The second run will skip any pairs you've configured to ignore, so the report focuses on the remaining issues.

API: Get Adjusted Colors

Behind the scenes, Color-Unclasher can suggest alternative colors that meet your minimum DeltaE threshold using adjustRGB and adjustHSL. These utilities incrementally adjust red, green, blue or hue, saturation, and lightness to discover compliant candidates.
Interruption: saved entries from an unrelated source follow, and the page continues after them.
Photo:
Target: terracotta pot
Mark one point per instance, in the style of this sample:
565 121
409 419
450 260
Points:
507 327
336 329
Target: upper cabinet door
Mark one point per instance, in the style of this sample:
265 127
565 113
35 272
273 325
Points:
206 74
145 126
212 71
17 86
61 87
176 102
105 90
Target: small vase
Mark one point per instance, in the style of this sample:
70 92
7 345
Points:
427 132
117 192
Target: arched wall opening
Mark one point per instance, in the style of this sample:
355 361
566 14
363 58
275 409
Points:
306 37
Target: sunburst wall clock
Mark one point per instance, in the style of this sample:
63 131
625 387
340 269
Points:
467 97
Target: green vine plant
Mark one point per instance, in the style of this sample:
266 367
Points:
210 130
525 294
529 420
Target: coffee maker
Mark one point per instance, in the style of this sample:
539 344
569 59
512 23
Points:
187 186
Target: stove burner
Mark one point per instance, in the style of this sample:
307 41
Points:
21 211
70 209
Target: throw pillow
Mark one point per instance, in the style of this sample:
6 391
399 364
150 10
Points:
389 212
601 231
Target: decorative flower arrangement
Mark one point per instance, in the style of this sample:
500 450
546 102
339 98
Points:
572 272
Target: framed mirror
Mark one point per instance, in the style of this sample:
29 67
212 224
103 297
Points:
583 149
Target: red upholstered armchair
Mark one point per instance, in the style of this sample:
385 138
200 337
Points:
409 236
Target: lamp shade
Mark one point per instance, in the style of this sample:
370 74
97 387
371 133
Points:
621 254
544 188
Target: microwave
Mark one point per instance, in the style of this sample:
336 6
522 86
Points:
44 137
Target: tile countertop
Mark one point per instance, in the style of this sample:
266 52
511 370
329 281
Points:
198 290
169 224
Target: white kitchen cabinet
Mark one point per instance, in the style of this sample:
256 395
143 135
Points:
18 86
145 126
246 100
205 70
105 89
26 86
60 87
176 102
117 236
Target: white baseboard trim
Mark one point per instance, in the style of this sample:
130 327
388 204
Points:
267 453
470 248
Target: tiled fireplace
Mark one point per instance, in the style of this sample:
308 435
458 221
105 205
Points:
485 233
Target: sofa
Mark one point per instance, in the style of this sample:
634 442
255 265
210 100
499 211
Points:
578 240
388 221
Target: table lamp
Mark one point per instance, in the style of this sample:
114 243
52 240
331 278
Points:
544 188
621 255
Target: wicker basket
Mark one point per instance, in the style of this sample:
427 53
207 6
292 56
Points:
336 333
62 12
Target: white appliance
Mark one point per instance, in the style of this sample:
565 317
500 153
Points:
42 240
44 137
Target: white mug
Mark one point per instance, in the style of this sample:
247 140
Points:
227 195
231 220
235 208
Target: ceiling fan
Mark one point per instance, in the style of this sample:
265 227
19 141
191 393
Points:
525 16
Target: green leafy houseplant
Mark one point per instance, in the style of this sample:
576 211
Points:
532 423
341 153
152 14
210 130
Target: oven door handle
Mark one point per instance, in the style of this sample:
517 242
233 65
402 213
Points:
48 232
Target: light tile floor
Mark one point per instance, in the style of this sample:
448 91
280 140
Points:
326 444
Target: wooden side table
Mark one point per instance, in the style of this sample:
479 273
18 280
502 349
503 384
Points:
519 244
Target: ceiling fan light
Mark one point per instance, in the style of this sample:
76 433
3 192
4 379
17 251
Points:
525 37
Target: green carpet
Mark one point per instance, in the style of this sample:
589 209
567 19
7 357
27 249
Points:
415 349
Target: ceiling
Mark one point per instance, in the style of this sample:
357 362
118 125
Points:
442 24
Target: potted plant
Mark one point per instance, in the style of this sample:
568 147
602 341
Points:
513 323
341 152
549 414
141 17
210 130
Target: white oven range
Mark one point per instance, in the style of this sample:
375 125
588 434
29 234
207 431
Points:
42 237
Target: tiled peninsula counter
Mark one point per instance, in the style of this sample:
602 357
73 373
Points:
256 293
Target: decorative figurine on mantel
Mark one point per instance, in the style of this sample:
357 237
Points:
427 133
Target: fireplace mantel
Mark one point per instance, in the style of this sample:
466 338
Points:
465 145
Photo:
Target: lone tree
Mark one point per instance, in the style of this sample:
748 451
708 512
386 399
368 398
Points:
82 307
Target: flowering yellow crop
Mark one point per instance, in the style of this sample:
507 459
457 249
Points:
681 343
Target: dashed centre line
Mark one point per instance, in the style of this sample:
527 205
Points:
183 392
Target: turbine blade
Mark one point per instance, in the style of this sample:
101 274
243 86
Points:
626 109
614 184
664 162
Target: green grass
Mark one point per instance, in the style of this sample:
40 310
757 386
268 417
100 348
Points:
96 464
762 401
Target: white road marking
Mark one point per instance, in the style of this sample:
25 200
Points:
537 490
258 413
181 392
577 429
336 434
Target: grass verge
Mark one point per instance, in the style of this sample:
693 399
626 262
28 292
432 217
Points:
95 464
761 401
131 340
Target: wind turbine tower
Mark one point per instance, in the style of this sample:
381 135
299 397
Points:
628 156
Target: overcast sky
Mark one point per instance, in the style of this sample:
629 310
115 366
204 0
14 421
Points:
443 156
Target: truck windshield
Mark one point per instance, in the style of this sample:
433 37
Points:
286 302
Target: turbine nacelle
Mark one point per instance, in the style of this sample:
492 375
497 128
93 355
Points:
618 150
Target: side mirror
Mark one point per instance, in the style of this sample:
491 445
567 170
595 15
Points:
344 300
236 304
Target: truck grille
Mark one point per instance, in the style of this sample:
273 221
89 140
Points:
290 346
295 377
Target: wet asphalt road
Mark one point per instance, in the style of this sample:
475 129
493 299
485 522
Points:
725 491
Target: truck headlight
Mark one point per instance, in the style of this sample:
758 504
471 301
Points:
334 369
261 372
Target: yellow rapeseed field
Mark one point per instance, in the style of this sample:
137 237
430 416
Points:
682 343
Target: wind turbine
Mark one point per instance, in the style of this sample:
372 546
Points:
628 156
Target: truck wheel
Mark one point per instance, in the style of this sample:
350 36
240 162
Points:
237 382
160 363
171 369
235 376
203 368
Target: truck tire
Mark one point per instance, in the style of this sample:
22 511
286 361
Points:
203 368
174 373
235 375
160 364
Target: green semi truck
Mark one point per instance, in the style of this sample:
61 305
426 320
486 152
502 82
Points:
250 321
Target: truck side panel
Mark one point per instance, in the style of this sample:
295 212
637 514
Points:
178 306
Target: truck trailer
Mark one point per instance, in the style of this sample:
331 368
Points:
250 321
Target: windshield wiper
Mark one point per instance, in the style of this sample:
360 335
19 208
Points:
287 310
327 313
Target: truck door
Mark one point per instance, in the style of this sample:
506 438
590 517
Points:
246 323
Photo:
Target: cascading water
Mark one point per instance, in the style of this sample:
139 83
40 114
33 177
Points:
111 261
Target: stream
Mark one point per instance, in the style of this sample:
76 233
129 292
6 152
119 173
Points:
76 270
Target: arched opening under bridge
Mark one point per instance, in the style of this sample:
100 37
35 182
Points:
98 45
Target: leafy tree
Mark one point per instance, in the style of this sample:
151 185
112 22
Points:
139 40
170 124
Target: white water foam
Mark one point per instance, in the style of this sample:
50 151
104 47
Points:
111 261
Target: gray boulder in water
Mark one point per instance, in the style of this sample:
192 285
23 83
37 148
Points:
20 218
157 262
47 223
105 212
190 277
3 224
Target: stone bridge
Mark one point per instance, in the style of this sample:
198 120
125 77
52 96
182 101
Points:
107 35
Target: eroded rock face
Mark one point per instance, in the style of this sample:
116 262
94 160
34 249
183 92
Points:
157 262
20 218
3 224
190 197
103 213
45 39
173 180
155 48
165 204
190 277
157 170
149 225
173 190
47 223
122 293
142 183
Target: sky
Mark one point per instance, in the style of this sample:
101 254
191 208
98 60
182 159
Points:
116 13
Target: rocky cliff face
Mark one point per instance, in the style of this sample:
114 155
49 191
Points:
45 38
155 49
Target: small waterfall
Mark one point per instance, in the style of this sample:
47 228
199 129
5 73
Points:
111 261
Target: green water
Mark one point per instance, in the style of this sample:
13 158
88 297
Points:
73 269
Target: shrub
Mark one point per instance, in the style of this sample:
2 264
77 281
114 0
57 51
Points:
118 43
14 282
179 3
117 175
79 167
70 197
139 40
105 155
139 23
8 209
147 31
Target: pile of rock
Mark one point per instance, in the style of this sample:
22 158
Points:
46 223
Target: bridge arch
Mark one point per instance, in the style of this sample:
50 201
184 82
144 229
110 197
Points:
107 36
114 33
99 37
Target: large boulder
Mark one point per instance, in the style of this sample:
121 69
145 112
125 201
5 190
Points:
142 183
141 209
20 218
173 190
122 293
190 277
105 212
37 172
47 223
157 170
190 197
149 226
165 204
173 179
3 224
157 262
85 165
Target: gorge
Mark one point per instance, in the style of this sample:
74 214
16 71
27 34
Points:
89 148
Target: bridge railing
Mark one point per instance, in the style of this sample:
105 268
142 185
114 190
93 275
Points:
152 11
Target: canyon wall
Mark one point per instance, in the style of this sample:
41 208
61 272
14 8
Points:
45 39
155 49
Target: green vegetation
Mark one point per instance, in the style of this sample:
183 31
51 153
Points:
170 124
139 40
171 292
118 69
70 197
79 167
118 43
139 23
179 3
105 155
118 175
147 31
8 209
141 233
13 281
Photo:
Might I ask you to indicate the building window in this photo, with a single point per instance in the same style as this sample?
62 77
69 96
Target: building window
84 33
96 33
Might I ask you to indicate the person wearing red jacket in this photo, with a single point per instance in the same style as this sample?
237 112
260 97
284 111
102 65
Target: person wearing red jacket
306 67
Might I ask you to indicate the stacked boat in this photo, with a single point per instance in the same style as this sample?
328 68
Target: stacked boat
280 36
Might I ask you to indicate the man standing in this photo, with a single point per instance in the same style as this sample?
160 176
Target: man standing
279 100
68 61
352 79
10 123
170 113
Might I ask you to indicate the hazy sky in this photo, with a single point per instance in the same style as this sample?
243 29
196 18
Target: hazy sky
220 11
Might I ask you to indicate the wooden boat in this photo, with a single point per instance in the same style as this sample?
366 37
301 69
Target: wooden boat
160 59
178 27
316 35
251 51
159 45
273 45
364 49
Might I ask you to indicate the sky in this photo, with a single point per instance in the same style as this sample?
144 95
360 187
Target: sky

import ColorUnclasher from "color-unclasher";

const color1 = "#a4a95b"; // fixed
const color2 = "#ff8375"; // to be adjusted
const mode = "deuteranopia"; // protanopia | deuteranopia | tritanopia
const minDeltaE = 7;

const suggestions = ColorUnclasher.adjustRGB(color1, color2, mode, minDeltaE);

// suggestions might include keys like:
//   red_increase, red_decrease,
//   green_increase, green_decrease,
//   blue_increase, blue_decrease

In the CLI, automatic suggestions start by trying colors with increased red (for RGB) or increased hue (for HSL), so there is a slight bias toward those directions. When using the API directly, you can inspect all suggested colors and pick the one that best fits your visual language.